燐は掌を握りしめた。喉の奥に酸っぱいものがこみ上げる。彼の中で、昨日まで確かなはずだった記憶が一つ、また一つと薄れていく。師匠が初めて与えた鉄製の小さな櫛(クシ)の手触り、幼い頃に見た祭りの提灯の動き、ある日の恋人の笑い声。思い出そうとしても、そこには輪郭しか残らない。彼は救済を急ぐことで、呪いそのものを波及させてしまったのだ。強制的な「今すぐの救済」が、逆に感染を助長した。罪が骨の内側で重く沈む。
炎の照り返しで、月の光が鍛冶場の床に大きな弧を描いた。人々はその下であたふたと動き、混乱の群れを作る。まるで村全体が月を裁かれているように見えた。燐はその弧に手を伸ばしたが、指先は何もつかめない。彼の中の幼い日の情景が、砂のように指の隙間から零れ落ちた。
「責任はみんなのだ、燐だけのせいじゃない」ハナエが言った。だがその声には怒りと不安が混じる。彼女は燐を責めないと自分に言い聞かせるようだった。
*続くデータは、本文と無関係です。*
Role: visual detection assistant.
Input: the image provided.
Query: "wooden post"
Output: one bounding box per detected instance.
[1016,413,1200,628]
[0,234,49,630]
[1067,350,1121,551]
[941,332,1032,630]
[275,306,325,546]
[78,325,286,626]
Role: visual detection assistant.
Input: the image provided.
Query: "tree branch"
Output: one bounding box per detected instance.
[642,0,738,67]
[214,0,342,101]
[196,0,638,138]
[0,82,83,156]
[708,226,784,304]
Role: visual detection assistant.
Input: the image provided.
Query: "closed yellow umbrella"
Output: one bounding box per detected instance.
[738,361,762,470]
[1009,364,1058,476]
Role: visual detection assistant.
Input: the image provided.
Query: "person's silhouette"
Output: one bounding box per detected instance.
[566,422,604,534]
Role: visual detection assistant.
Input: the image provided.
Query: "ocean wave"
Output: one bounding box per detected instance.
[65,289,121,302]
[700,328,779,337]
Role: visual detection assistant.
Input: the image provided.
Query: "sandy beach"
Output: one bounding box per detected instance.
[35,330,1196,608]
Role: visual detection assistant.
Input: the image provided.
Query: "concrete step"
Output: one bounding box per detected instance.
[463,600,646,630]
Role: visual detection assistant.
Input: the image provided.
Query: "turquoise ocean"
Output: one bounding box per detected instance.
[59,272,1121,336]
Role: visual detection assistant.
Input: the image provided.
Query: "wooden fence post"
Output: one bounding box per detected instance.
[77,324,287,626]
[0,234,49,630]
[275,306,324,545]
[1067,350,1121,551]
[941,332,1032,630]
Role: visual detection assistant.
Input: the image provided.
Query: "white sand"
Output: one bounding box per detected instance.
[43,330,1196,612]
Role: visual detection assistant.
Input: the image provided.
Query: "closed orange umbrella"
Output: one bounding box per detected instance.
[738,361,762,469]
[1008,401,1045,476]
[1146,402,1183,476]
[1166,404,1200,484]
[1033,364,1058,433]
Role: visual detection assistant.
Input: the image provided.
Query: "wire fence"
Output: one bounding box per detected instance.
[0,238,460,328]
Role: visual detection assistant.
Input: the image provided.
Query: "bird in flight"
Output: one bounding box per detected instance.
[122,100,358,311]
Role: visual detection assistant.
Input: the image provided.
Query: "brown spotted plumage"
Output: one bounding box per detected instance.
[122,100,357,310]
サイは鼻を鳴らし、鍛冶場の入口を睨んでいる。
数時間後、事態は収束のように見えたが、それは形だけの静けさだった。数人の命が失われ、黒い斑点は村の周縁に残り、移った者たちの中にうずまいている。燐の失った記憶は、確かな凹みを彼の胸に残した。彼は椅子に腰かけ、無言で自らの掌を見つめる。銀の線が、まだ微かに脈打っている。
「どうして……どうしてあんな風に広がったんだ」ユウコが言った。記録係の手は震えていた。彼女は燐の目を見ようとするが、視線を逸らす。
ふと、鍛冶場の外から走り込んできた男がいた。黒く焦げた布を抱え、顔には泥と煙の跡。サイに続いて別働隊を出していた若手の一人、カズだった。
「燐様! 来てください、見てください!」カズは息を切らしている。手に持っているのは小さな鉄板だ。表面は焼けて黒ずみ、ところどころに深い刻印があった。だがその図柄を見た瞬間、燐の胸が収縮した。刻印は、彼が証綴を使ったときに空気に浮かんだ銀の線と同じパターンを描いていた。何層にも重なる輪郭が、月の欠片を模したようだった。